I'm trying to understand a proof of a corollary to the Farkas lemma in some lecture notes. For completeness sake I'll first state the Farkas lemma and then the corollary + proof, as stated in these lecture notes.
(Farkas lemma) Given $A \in \mathbb{R}^{m\times n}$, $b \in \mathbb{R}^m$. Then $Ax = b$ has a nonnegative solution if and only if there is no vector $y$ satisfying $y^{T}A \geq 0$ and y^{T}b < 0.
(Corollary) The system $Ax \leq b$ has a solution if and only if there is no vector $y$ satisfying $y \geq 0$, $y^T A = 0$ and y^T b < 0.

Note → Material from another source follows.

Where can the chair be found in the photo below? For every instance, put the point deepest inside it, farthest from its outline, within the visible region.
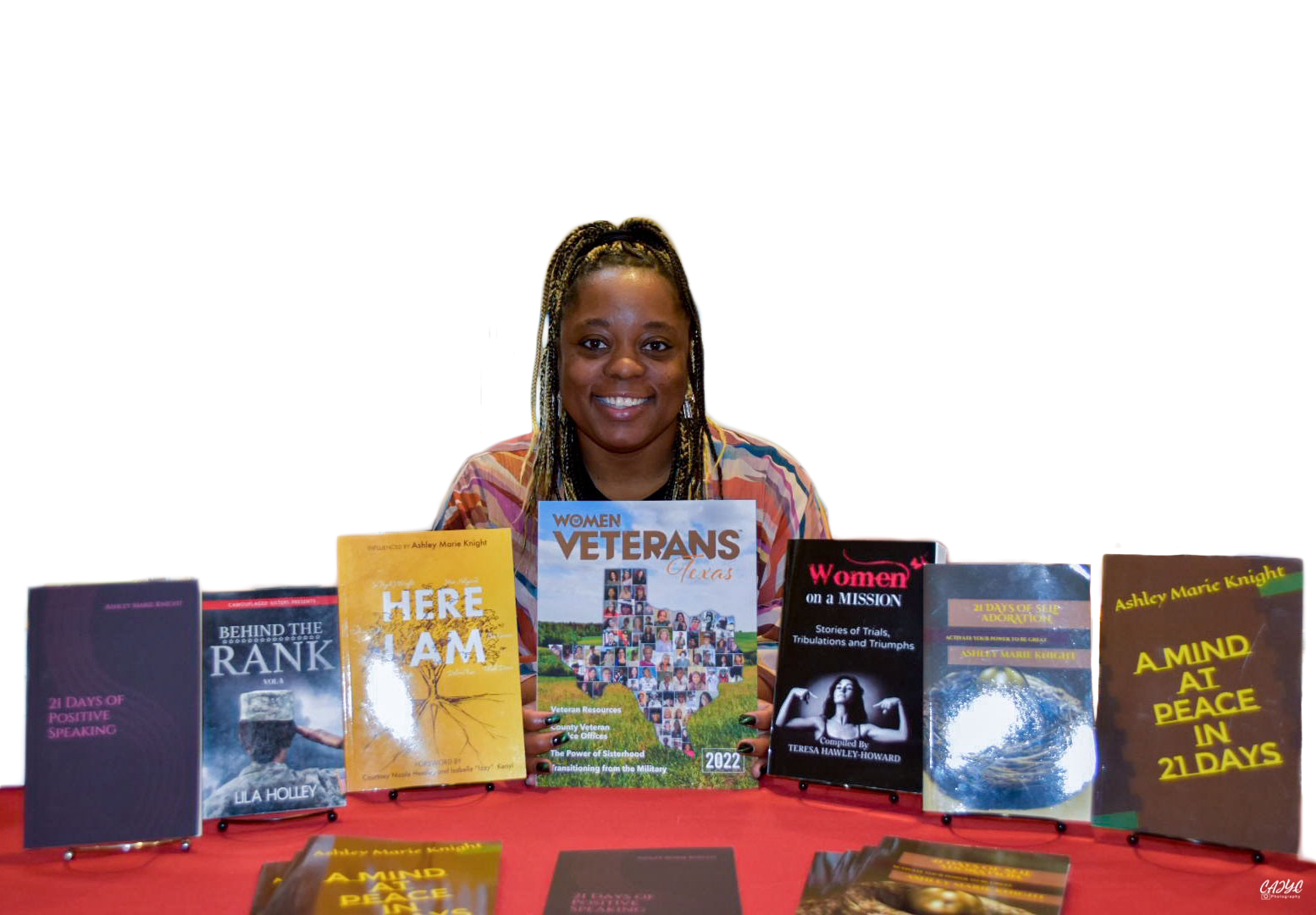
(1042, 548)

(Proof of corollary) Let $A'$ be the matrix $A' :=[A\quad -A\quad I]$, where $I$ is the identity matrix. Then $Ax \leq b$ has a solution $x$ iff the system $A'x' = b$ has a nonnegative solution $x'$. Applying the Farkas lemma to the latter system gives the corollary.

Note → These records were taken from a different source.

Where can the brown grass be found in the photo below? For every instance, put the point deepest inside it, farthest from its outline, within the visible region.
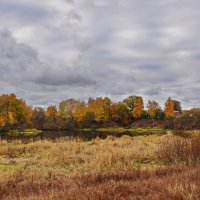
(173, 183)
(184, 150)
(101, 169)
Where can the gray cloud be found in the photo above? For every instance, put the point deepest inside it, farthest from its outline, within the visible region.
(58, 49)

Here, I parse $[A\quad -A\quad I]$ as being the matrix created by appending $A$, $-A$ and $I$. What I don't understand is how I should calculate $A'x'$ and of what dimension $x'$ should be. It seems to me that $A'$ has dimensions $m \times 3n$ so that $x'$ has dimensions $3n \times 1$, but this isn't right since $b$ is of dimension $m \times 1$. I'm guessing I'm missing something really obvious but alas I can't see it.